359- Cenabet guslü iki şekilde yapılabilir:
1) Tertibî.
2) İrtimasî.
Tertibî Gusül
360- Tertibî gusülde gusül niyetiyle farz ihtiyat gereği önce baş ve boyun, sonra beden yıkanmalıdır. Önce sağ tarafın, sonra sol tarafın yıkanması daha iyidir. Üç uzuvdan her birini su altında gusül niyetiyle hareket ettirmek sakıncasız değildir. Dolayısıyla yalnız buna iktifa etmemek ihtiyat gereğidir. Baş ve boyunu yıkamadan bilerek bedeni yıkarsa ihtiyat gereği guslü batıldır.

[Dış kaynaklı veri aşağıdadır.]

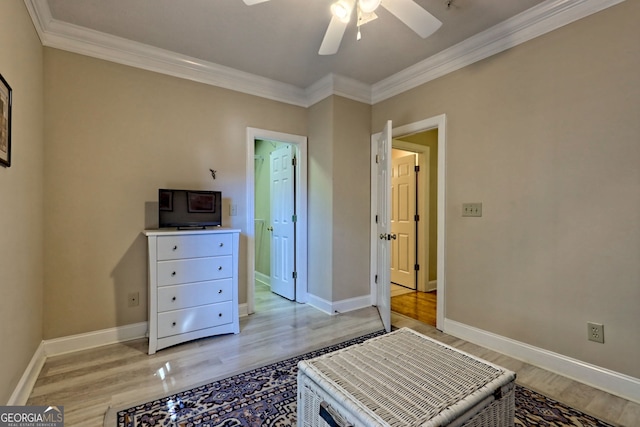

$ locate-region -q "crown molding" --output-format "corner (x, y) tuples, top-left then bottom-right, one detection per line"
(305, 74), (372, 106)
(24, 0), (307, 107)
(24, 0), (625, 107)
(371, 0), (625, 104)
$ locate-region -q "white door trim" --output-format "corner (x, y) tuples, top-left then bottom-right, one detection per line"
(246, 127), (307, 314)
(393, 139), (433, 292)
(369, 114), (447, 330)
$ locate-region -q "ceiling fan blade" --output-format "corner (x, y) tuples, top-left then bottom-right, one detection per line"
(382, 0), (442, 39)
(318, 16), (348, 55)
(318, 0), (356, 55)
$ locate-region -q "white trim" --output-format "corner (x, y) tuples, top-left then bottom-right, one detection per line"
(305, 73), (372, 106)
(254, 271), (271, 287)
(369, 114), (447, 330)
(7, 342), (47, 406)
(44, 322), (148, 357)
(24, 0), (624, 107)
(391, 139), (433, 292)
(307, 294), (372, 315)
(371, 0), (624, 104)
(444, 319), (640, 403)
(246, 127), (308, 314)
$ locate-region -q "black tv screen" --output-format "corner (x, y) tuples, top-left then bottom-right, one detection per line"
(158, 188), (222, 228)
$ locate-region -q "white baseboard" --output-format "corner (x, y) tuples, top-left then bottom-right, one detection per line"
(43, 322), (147, 357)
(7, 342), (47, 406)
(253, 271), (271, 287)
(307, 294), (371, 315)
(444, 319), (640, 403)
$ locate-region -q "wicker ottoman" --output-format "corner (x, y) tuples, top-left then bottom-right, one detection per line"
(298, 328), (515, 427)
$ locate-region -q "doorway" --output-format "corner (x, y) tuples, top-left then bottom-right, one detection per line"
(371, 115), (446, 330)
(246, 128), (307, 314)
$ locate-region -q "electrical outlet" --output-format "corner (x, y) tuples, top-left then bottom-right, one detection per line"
(127, 292), (140, 307)
(462, 203), (482, 216)
(587, 322), (604, 344)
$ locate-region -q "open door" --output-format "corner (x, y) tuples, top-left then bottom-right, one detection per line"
(376, 120), (395, 332)
(391, 154), (418, 290)
(269, 144), (296, 301)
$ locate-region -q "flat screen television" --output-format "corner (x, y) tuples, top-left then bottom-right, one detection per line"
(158, 188), (222, 228)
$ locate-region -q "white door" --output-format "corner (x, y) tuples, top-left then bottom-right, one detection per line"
(391, 154), (417, 289)
(270, 144), (296, 300)
(376, 120), (392, 332)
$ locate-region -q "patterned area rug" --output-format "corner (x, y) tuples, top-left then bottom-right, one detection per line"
(117, 331), (612, 427)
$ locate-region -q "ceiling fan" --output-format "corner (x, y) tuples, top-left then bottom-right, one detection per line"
(243, 0), (442, 55)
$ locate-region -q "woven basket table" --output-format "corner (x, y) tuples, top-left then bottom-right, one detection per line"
(298, 328), (516, 427)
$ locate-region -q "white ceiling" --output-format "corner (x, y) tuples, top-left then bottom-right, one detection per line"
(25, 0), (621, 104)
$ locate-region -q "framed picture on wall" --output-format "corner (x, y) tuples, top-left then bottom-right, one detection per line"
(0, 74), (11, 167)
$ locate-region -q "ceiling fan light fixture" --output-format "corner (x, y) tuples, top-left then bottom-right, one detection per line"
(331, 0), (351, 23)
(358, 0), (381, 13)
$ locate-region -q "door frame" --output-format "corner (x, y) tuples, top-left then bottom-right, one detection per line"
(369, 114), (447, 331)
(246, 127), (308, 314)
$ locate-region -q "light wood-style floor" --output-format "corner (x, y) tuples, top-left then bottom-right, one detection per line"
(28, 284), (640, 427)
(391, 284), (437, 327)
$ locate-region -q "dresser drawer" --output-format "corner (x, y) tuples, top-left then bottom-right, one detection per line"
(157, 255), (233, 286)
(158, 301), (233, 338)
(158, 279), (233, 312)
(157, 234), (233, 260)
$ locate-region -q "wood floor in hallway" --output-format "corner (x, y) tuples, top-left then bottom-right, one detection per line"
(391, 285), (437, 327)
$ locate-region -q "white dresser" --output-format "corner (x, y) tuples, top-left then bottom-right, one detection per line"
(144, 228), (240, 354)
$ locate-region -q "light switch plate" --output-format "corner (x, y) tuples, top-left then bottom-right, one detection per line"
(462, 203), (482, 216)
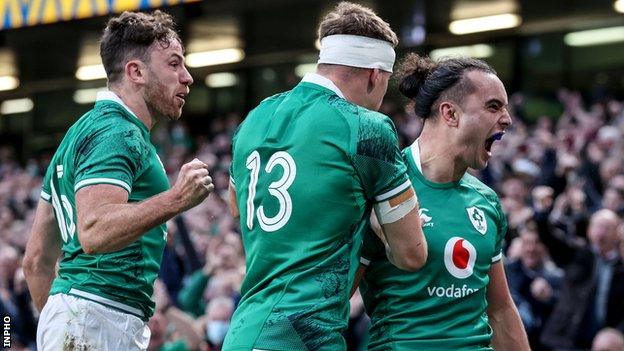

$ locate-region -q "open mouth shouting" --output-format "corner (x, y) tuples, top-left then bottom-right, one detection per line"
(176, 93), (187, 105)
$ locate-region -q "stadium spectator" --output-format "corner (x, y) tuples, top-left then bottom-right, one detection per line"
(537, 209), (624, 348)
(505, 222), (563, 351)
(592, 328), (624, 351)
(22, 11), (213, 351)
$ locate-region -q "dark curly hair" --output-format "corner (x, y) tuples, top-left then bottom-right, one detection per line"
(100, 10), (181, 83)
(397, 54), (496, 118)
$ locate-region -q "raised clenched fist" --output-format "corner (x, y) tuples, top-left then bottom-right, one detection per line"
(171, 158), (214, 210)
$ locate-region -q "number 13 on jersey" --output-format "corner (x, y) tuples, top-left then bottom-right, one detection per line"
(247, 150), (297, 232)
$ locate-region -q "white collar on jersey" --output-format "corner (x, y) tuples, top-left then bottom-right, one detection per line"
(95, 90), (139, 119)
(301, 73), (345, 99)
(410, 139), (422, 173)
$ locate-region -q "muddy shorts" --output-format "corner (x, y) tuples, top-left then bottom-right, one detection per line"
(37, 294), (150, 351)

361- Vücudunu kafasından önce yıkarsa, guslünü yeniden almasına gerek yoktur. Vücudunu yeniden yıkarsa guslü doğrudur.
362- Her iki tarafı yani, baş ve boyun ile bedenini tamamen yıkadığına emin olmazsa, emin olmak için her kısmı yıkarken diğer kısımdan da bir miktar yıkamalıdır.
363- Gusülden sonra, belirli bir yerin yıkanmadığı anlaşılırsa, ve neresi olduğunu bilmez ise, yeniden başını yıkamasına gerek yoktur. Sadece yıkamadığına ihtimal verdiği yerleri yıkamalıdır.

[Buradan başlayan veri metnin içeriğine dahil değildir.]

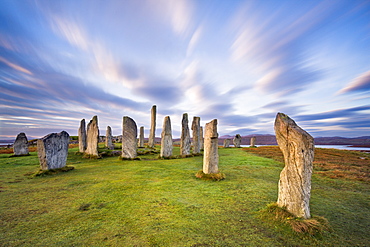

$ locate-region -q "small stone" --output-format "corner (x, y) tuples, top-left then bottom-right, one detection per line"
(13, 132), (29, 156)
(37, 131), (69, 170)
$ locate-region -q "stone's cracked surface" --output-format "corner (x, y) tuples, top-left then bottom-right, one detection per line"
(13, 132), (29, 155)
(160, 116), (173, 158)
(37, 131), (69, 170)
(274, 113), (315, 219)
(121, 116), (137, 159)
(203, 119), (218, 174)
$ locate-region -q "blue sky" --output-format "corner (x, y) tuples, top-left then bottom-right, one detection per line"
(0, 0), (370, 139)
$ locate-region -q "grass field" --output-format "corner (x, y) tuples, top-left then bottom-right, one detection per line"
(0, 147), (370, 246)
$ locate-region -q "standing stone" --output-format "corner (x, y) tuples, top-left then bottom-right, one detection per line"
(199, 126), (204, 151)
(78, 119), (87, 153)
(122, 116), (137, 159)
(191, 117), (200, 154)
(105, 126), (114, 150)
(233, 134), (242, 148)
(138, 126), (144, 148)
(203, 119), (218, 174)
(160, 116), (173, 158)
(224, 139), (230, 148)
(13, 132), (29, 155)
(274, 113), (315, 219)
(251, 136), (256, 147)
(37, 131), (69, 170)
(85, 116), (99, 156)
(180, 113), (191, 156)
(148, 105), (157, 148)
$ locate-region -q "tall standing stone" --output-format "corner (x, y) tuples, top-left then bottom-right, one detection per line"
(122, 116), (137, 159)
(224, 139), (230, 148)
(148, 105), (157, 148)
(105, 126), (114, 150)
(13, 132), (29, 155)
(199, 126), (204, 150)
(250, 136), (256, 147)
(78, 119), (87, 153)
(180, 113), (191, 156)
(160, 116), (173, 158)
(37, 131), (69, 170)
(274, 113), (315, 219)
(191, 117), (200, 154)
(85, 116), (99, 156)
(233, 134), (242, 148)
(138, 126), (144, 148)
(203, 119), (218, 174)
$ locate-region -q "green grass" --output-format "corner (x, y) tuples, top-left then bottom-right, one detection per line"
(0, 148), (370, 246)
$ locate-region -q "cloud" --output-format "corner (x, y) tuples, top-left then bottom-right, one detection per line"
(338, 70), (370, 94)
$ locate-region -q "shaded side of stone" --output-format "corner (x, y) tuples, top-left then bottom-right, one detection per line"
(105, 126), (114, 150)
(250, 136), (256, 147)
(122, 116), (137, 159)
(233, 134), (242, 148)
(138, 126), (144, 148)
(191, 117), (200, 154)
(203, 119), (218, 174)
(180, 113), (191, 156)
(224, 139), (230, 148)
(85, 116), (99, 156)
(160, 116), (173, 158)
(148, 105), (157, 148)
(37, 131), (69, 170)
(274, 113), (315, 219)
(13, 132), (29, 155)
(78, 119), (87, 153)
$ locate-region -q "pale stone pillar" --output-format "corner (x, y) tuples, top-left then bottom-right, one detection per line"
(203, 119), (218, 174)
(274, 113), (315, 219)
(160, 116), (173, 158)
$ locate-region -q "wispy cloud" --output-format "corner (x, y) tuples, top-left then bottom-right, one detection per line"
(338, 70), (370, 94)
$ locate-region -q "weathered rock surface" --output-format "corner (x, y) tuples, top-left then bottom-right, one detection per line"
(78, 119), (87, 153)
(122, 116), (137, 159)
(148, 105), (157, 148)
(199, 126), (204, 151)
(203, 119), (218, 174)
(224, 139), (230, 148)
(191, 117), (200, 154)
(233, 134), (242, 148)
(250, 136), (256, 147)
(274, 113), (315, 219)
(138, 126), (144, 148)
(13, 132), (29, 155)
(37, 131), (69, 170)
(105, 126), (114, 150)
(160, 116), (173, 158)
(180, 113), (191, 156)
(85, 116), (99, 156)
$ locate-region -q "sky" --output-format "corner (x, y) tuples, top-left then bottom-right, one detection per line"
(0, 0), (370, 139)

364- Gusülden sonra, belirli bir yerin yıkanmadığı anlaşılırsa; eğer sol tarafta ise, sadece o yerin yıkanması yeterlidir. Sağ tarafta olursa, müstehap ihtiyat gereği, orası yıkandıktan sonra sol taraf da yıkamalıdır. Başta ve boyunda ise, orası yıkandıktan sonra bedenini yıkamalıdır.
365- Gusül bitmeden önce sol tarafın veya sağ tarafın bir miktarını yıkadığı hususunda şüpheye düşerse, o miktarı yıkaması yeterlidir. Ancak baş ve boyunun bir miktarının yıkanmasında şüphe ederse farz ihtiyata göre o miktarı yıkadıktan sonra yeniden bedeni yıkamalıdır.
İrtimasî Gusül
İrtimasî gusül iki şekilde alınır:
a) Ani
b) Tedrici
366- Ani irtimasi gusülde, su bedenin tamamını bir anda kaplamalıdır; gusle başlamadan önce bedenin tamamının sudan dışarıda olması şart değildir. Sadece bedenin bir kısmı dışarıda olur ve gusül niyetiyle suya daldırılırsa yeterlidir.

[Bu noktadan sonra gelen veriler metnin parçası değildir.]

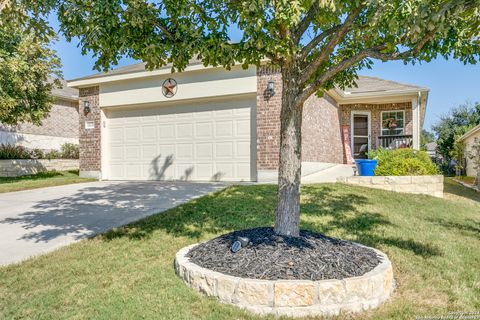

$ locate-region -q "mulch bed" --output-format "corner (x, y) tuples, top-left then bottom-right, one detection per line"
(187, 228), (380, 281)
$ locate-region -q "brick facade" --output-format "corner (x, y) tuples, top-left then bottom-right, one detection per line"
(256, 66), (282, 170)
(257, 66), (344, 170)
(79, 86), (101, 172)
(0, 99), (78, 138)
(340, 102), (413, 149)
(302, 94), (344, 163)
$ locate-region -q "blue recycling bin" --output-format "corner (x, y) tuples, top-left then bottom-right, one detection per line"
(355, 159), (378, 177)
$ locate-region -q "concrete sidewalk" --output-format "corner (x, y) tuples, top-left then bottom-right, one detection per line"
(0, 181), (226, 265)
(302, 164), (353, 184)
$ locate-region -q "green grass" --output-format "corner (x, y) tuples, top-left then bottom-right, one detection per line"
(0, 170), (94, 193)
(0, 180), (480, 320)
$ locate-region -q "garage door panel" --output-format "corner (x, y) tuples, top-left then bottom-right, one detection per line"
(125, 127), (140, 143)
(215, 141), (234, 159)
(106, 100), (254, 181)
(215, 120), (233, 138)
(158, 144), (176, 157)
(193, 163), (213, 180)
(142, 125), (157, 141)
(235, 120), (250, 137)
(141, 144), (158, 159)
(235, 141), (250, 158)
(124, 145), (141, 161)
(195, 122), (213, 139)
(195, 142), (213, 159)
(158, 124), (175, 140)
(175, 143), (193, 161)
(110, 145), (125, 161)
(110, 127), (124, 143)
(176, 123), (193, 139)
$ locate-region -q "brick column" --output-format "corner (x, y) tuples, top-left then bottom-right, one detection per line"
(78, 86), (101, 179)
(256, 65), (282, 180)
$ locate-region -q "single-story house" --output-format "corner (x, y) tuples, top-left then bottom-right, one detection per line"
(68, 61), (428, 181)
(459, 124), (480, 177)
(0, 80), (79, 150)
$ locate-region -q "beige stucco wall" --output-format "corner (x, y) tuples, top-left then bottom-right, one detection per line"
(99, 66), (257, 107)
(465, 131), (480, 177)
(0, 99), (78, 149)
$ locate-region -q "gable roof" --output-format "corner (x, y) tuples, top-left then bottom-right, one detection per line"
(459, 124), (480, 141)
(338, 76), (428, 95)
(69, 59), (202, 81)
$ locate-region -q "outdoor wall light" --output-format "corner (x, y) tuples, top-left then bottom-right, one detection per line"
(83, 101), (90, 114)
(266, 80), (275, 98)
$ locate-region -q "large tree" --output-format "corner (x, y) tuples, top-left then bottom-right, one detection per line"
(0, 0), (61, 125)
(53, 0), (480, 236)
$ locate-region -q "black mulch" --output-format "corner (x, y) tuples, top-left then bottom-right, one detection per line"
(187, 228), (380, 280)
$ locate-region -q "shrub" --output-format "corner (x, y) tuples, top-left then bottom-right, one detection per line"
(368, 148), (438, 176)
(30, 148), (45, 159)
(0, 144), (31, 159)
(44, 150), (60, 160)
(61, 143), (80, 159)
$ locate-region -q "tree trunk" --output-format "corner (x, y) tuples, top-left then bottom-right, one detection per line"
(275, 69), (302, 237)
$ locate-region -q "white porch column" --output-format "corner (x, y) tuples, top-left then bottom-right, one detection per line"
(412, 96), (421, 150)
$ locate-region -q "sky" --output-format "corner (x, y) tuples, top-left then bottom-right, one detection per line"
(50, 17), (480, 130)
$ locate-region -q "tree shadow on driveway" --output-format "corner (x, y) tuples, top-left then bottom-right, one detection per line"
(101, 184), (441, 257)
(0, 182), (225, 245)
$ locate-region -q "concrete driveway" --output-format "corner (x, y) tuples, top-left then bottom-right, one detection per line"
(0, 181), (226, 265)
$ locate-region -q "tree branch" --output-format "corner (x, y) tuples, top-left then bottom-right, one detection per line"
(300, 25), (340, 61)
(301, 5), (364, 87)
(292, 0), (319, 44)
(155, 21), (173, 40)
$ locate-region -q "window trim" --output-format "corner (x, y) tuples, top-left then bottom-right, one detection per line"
(380, 110), (406, 137)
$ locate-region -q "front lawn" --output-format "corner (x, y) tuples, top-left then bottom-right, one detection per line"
(0, 180), (480, 320)
(0, 170), (95, 193)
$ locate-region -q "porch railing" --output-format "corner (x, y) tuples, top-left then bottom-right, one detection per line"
(378, 135), (413, 149)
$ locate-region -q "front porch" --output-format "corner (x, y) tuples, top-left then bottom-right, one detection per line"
(339, 101), (420, 162)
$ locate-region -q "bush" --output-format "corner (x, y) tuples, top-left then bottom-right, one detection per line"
(44, 150), (61, 160)
(61, 143), (80, 159)
(30, 148), (45, 159)
(0, 144), (31, 159)
(368, 148), (438, 176)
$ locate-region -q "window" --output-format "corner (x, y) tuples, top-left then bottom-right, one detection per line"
(382, 111), (405, 136)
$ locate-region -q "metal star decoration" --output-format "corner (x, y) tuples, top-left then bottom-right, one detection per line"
(162, 78), (177, 98)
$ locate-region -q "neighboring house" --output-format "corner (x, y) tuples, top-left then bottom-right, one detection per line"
(425, 142), (438, 160)
(69, 61), (428, 181)
(459, 124), (480, 177)
(0, 80), (79, 150)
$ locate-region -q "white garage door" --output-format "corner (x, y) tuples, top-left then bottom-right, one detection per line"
(105, 99), (253, 181)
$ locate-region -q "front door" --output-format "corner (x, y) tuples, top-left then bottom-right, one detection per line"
(352, 112), (371, 159)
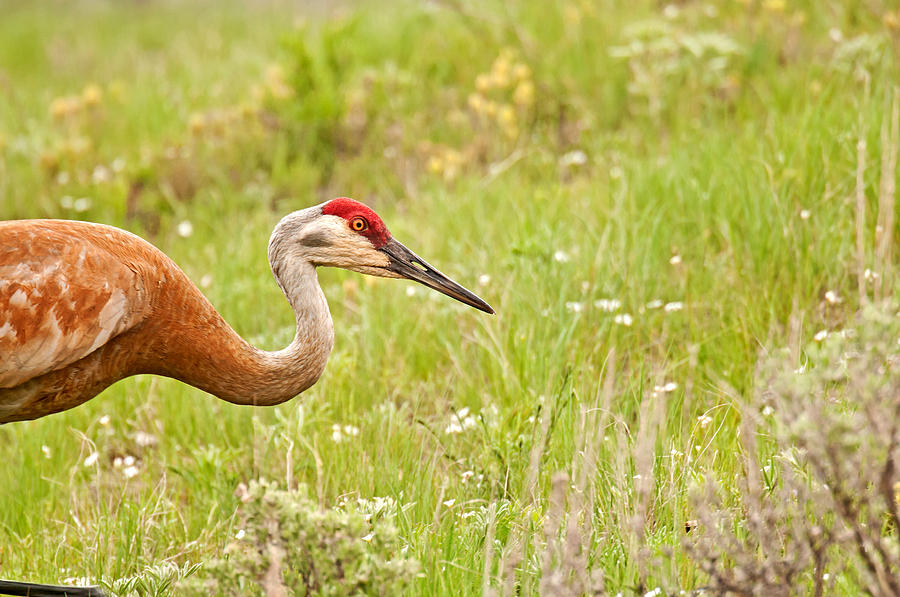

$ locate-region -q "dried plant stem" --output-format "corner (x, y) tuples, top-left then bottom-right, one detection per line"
(856, 134), (867, 305)
(481, 502), (497, 596)
(875, 88), (900, 301)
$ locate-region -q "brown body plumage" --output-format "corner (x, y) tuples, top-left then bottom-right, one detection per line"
(0, 199), (492, 423)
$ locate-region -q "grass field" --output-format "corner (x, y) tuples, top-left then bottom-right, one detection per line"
(0, 0), (900, 595)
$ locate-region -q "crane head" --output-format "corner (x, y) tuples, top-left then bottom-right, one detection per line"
(282, 197), (494, 313)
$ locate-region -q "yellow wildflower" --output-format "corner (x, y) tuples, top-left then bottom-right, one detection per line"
(513, 62), (531, 81)
(497, 104), (516, 128)
(881, 10), (900, 31)
(468, 93), (485, 114)
(513, 81), (534, 107)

367- Tedrici olarak yapılan irtimasi gusülde, bedeni, örfi birliği korumak şartıyla, yavaş yavaş suya daldırmak gerekir. Bu tür irtimasi gusülde, gusle başlamadan önce, bedenin tamamının suyun dışında olması gerekir.
368- İrtimasî gusülden sonra, bedenin bir miktarına su ulaşmadığını anlarsa, ister yerini bilsin, ister bilmesin, yeniden gusletmelidir.
369- Tertibî gusül edecek vakti yoksa ve irtimasî gusül etmek için vakti olursa, irtimasî gusül etmelidir.
370- Hac veya umre için ihrama giren kimse, irtimasî gusül etmemelidir. Ancak, unutkanlık yüzünden irtimasî gusül ederse, guslü sahihtir.